5. Considérant, d'une part, que ni le Fonds de garantie, ni le ministre de la justice ne contestent le jugement frappé d'appel en tant qu'il a mis à la charge de l'Etat une somme de 3 258,88 euros au titre des frais d'obsèques supportés par la compagne de M. E...et une somme de 8 000 euros au titre du préjudice moral subi par le frère de la victime ;

6. Considérant, d'autre part, qu'eu égard à la souffrance ressentie à la suite de l'assassinat de leur fils, il sera fait une juste appréciation du préjudice moral subi par les parents de M. E...en portant le montant de ce chef de préjudice, pour chacun d'entre eux, de 8 000 euros à 30 000 euros ; que, dans les circonstances de l'espèce, il sera fait une juste appréciation du préjudice moral subi par la compagne de M.E..., compte tenu de la peine éprouvée à la suite de l'assassinat de ce dernier, en portant le montant de ce chef de préjudice de 25 000 euros à 30 000 euros ;

7. Considérant qu'il résulte de tout ce qui précède que le Fonds de garantie est fondé à soutenir que c'est à tort que, par le jugement attaqué, le tribunal administratif de Strasbourg a limité à 52 258,88 euros le montant de la condamnation mise à la charge de l'Etat, qu'il y a lieu de porter à la somme totale de 101 258,88 euros ; qu'il y a lieu, dans les circonstances de l'espèce, de mettre à la charge de l'Etat une somme de 1 500 euros au titre des frais exposés par le Fonds de garantie et non compris dans les dépens ;

D E C I D E :

Article 1er : La somme que l'Etat est condamné à verser au Fonds de garantie des victimes des actes de terrorisme et d'autres infractions en réparation des préjudices subis par les ayant-droits de M. F...E...est portée de 52 258,88 euros à 101 258,88 euros (cent un mille deux cent cinquante-huit euros et quatre-vingt huit centimes).

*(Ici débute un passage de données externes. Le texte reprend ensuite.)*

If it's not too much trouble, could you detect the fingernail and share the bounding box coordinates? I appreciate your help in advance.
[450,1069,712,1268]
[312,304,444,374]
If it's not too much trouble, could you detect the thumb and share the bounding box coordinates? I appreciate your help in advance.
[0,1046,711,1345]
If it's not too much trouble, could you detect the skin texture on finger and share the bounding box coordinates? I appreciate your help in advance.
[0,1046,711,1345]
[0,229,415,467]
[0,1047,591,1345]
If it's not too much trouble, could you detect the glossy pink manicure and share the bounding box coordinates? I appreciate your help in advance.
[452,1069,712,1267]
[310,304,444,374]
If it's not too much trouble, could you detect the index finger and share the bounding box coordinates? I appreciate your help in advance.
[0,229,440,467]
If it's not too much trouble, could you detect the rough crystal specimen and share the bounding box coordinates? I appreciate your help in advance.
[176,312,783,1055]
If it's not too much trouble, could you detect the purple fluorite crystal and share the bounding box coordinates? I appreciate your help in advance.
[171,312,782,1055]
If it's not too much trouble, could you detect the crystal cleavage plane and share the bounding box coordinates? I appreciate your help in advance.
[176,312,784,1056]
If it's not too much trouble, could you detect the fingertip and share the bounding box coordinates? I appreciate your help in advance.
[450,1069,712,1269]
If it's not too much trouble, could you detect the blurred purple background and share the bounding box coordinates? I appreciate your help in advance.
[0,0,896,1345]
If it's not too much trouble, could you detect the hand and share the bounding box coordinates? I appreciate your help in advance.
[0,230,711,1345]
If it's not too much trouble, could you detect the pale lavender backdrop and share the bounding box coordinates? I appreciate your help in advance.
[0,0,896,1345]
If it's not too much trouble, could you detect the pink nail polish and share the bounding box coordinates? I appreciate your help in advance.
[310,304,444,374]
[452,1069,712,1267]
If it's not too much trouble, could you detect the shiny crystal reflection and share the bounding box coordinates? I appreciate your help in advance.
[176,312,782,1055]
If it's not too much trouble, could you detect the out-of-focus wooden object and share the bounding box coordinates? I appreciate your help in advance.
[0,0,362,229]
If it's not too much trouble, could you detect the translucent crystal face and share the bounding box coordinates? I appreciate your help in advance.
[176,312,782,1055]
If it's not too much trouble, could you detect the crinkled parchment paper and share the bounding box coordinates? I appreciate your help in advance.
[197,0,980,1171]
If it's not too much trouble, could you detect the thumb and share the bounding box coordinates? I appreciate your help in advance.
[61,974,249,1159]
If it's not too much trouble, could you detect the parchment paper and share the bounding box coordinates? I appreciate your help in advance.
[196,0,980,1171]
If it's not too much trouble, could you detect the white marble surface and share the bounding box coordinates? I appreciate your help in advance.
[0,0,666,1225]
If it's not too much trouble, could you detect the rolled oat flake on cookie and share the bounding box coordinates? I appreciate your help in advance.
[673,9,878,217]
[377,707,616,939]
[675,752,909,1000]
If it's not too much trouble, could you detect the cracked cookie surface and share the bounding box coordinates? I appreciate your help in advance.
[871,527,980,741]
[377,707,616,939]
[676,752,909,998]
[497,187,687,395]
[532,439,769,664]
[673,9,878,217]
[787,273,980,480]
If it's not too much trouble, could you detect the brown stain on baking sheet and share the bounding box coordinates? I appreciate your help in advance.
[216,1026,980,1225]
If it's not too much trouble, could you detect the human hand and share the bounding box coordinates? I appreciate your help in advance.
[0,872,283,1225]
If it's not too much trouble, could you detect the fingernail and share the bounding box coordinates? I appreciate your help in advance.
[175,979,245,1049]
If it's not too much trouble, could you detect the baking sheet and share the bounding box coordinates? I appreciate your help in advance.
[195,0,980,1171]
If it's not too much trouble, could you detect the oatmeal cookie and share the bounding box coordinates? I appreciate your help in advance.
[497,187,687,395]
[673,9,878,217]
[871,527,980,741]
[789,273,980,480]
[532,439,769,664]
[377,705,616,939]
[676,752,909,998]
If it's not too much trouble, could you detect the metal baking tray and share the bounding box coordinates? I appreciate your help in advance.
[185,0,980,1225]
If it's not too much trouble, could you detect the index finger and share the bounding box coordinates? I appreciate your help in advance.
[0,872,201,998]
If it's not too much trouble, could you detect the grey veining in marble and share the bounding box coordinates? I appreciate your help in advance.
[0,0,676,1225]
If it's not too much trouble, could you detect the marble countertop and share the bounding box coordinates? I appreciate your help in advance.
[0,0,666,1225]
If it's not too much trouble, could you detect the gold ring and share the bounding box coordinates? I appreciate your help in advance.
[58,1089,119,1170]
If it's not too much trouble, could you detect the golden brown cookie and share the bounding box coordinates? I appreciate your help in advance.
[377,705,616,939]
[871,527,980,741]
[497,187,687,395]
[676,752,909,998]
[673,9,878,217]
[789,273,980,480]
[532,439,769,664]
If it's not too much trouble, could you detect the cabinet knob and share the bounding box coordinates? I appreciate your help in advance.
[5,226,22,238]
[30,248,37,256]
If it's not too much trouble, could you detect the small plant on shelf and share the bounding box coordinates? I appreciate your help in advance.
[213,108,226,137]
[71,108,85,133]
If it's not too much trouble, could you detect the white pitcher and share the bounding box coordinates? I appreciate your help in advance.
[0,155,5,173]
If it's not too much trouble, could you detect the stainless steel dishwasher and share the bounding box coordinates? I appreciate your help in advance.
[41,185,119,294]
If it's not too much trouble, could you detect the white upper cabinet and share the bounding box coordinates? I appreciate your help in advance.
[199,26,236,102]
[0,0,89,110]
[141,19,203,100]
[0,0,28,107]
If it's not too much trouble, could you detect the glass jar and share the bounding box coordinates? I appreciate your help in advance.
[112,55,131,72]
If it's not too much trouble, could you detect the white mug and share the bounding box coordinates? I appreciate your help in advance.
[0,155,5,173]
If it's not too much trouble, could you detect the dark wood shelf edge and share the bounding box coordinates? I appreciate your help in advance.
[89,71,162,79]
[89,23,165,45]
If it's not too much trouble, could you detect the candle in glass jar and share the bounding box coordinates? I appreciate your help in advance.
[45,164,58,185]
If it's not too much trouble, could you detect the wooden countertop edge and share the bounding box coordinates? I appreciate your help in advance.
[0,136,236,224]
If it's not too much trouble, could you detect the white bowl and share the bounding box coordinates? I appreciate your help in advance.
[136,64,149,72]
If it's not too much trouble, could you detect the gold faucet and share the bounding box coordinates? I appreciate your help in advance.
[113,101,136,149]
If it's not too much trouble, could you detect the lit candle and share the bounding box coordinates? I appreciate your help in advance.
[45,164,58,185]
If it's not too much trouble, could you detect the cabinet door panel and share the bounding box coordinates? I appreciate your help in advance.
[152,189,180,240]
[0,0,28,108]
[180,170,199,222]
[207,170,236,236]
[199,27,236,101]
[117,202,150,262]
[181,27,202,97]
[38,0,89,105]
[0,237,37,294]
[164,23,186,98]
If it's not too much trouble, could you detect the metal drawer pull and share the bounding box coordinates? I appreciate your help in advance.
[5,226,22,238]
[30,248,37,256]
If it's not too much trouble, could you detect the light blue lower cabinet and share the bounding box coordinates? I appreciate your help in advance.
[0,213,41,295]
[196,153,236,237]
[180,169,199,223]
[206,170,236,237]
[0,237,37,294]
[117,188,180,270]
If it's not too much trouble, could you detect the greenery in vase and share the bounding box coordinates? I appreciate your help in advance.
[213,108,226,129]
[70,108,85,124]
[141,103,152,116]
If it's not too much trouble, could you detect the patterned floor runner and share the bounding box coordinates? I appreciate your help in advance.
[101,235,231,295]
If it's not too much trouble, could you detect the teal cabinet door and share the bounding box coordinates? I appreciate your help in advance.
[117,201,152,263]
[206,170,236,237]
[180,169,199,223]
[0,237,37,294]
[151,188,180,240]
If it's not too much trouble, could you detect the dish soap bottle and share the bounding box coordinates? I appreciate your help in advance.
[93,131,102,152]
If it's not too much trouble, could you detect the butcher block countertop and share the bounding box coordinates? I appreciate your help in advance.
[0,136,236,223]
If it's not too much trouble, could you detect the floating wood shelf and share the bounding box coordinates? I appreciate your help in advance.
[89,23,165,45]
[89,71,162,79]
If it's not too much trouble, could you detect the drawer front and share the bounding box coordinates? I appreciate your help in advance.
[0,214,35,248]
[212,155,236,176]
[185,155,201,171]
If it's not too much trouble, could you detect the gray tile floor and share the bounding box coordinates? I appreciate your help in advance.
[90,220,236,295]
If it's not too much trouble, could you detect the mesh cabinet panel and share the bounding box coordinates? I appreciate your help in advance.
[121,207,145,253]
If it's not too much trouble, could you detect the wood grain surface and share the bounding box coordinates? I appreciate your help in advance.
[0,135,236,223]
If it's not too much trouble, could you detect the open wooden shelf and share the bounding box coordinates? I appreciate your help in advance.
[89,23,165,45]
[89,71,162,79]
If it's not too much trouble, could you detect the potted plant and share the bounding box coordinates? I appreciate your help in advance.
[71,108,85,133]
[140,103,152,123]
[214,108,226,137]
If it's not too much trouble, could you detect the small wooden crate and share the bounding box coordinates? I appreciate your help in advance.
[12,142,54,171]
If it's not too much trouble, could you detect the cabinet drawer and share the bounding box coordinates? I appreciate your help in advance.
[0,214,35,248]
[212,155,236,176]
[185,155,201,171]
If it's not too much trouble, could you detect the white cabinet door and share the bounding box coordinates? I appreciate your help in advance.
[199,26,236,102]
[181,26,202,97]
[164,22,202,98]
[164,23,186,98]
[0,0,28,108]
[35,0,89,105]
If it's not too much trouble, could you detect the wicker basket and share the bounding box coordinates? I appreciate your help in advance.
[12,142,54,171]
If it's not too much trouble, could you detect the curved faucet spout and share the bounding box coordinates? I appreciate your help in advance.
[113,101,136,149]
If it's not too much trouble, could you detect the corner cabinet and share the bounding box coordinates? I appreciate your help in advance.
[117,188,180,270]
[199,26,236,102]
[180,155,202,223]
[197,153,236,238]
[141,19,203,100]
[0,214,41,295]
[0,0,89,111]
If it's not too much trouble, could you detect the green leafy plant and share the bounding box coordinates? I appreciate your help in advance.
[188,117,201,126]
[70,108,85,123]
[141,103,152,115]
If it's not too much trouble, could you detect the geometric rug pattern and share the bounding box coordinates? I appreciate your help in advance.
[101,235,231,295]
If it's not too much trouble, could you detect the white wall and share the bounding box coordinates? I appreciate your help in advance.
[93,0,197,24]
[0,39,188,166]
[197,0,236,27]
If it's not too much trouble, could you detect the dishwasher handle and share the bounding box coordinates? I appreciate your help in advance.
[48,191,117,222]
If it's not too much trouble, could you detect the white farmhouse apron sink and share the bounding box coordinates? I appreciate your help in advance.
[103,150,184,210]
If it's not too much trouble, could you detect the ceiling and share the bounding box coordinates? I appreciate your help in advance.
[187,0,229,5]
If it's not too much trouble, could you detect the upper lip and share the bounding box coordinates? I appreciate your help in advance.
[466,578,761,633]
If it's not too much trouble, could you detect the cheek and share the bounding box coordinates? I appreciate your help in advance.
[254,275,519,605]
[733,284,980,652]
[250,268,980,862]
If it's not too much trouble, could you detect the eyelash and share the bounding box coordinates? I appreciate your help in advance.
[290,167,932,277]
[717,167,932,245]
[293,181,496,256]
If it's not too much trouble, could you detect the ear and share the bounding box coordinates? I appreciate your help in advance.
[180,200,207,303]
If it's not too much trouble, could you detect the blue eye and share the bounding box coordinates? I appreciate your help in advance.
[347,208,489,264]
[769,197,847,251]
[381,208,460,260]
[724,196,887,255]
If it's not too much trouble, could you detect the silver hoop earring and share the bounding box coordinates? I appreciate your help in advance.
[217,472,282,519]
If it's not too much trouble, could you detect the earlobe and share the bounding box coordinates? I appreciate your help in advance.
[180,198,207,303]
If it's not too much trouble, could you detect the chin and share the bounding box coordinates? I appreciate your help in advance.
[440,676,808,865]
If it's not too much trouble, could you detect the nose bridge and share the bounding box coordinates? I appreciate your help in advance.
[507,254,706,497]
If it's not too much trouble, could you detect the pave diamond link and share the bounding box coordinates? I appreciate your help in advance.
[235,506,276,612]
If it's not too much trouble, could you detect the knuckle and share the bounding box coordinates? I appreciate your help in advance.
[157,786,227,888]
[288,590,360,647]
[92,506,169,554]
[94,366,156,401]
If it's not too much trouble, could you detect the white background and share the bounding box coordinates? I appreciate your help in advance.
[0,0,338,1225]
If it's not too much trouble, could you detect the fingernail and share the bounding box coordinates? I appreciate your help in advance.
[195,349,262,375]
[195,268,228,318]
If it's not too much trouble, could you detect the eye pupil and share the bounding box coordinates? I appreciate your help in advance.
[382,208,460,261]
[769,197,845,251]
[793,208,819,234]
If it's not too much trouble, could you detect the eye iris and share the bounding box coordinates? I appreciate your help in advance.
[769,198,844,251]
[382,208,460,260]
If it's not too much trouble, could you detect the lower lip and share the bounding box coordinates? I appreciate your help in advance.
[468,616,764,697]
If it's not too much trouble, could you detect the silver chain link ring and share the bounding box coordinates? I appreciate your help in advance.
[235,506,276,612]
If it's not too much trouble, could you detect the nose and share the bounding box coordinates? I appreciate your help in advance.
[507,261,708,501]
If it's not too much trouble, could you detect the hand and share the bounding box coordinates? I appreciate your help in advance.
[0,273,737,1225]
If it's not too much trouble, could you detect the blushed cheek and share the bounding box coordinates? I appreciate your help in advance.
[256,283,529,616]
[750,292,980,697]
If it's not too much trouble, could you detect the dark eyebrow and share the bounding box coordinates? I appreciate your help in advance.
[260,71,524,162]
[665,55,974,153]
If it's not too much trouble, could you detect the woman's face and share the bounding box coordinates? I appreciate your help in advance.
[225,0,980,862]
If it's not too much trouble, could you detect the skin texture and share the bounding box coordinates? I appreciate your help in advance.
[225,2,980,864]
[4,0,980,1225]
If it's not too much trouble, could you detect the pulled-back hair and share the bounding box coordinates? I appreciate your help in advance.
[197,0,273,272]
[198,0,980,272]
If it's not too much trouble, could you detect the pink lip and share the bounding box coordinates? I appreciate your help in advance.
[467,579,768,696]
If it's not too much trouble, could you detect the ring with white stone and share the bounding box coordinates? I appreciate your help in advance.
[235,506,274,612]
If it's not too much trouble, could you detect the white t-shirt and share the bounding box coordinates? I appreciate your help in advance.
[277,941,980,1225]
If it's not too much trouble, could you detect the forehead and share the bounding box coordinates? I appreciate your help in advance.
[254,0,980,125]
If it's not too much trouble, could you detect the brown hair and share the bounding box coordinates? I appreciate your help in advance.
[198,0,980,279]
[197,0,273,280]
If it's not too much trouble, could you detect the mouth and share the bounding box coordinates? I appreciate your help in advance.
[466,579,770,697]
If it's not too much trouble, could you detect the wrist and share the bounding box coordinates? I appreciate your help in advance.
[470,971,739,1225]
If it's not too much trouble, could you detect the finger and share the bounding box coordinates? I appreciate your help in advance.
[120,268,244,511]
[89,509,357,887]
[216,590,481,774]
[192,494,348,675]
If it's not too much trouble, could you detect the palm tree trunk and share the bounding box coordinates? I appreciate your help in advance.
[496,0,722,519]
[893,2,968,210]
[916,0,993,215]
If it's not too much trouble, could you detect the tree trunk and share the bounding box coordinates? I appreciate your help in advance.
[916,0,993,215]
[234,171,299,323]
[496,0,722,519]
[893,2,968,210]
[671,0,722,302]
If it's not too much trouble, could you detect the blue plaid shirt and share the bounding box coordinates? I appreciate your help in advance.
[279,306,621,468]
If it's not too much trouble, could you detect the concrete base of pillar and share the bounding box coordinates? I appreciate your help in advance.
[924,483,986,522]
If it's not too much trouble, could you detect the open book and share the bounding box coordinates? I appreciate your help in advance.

Article 2 : Le jugement n°1205032 du 18 décembre 2014 du tribunal administratif de Strasbourg est réformé en ce qu'il a de contraire au présent arrêt.

Article 3 : L'Etat versera au Fonds de garantie des victimes des actes de terrorisme et d'autres infractions une somme de 1 500 euros (mille cinq cents euros) au titre de l'article L. 761-1 du code de justice administrative.

Article 4 : Le présent arrêt sera notifié au Fonds de garantie des victimes des actes de terrorisme et d'autres infractions et au garde des sceaux, ministre de la justice.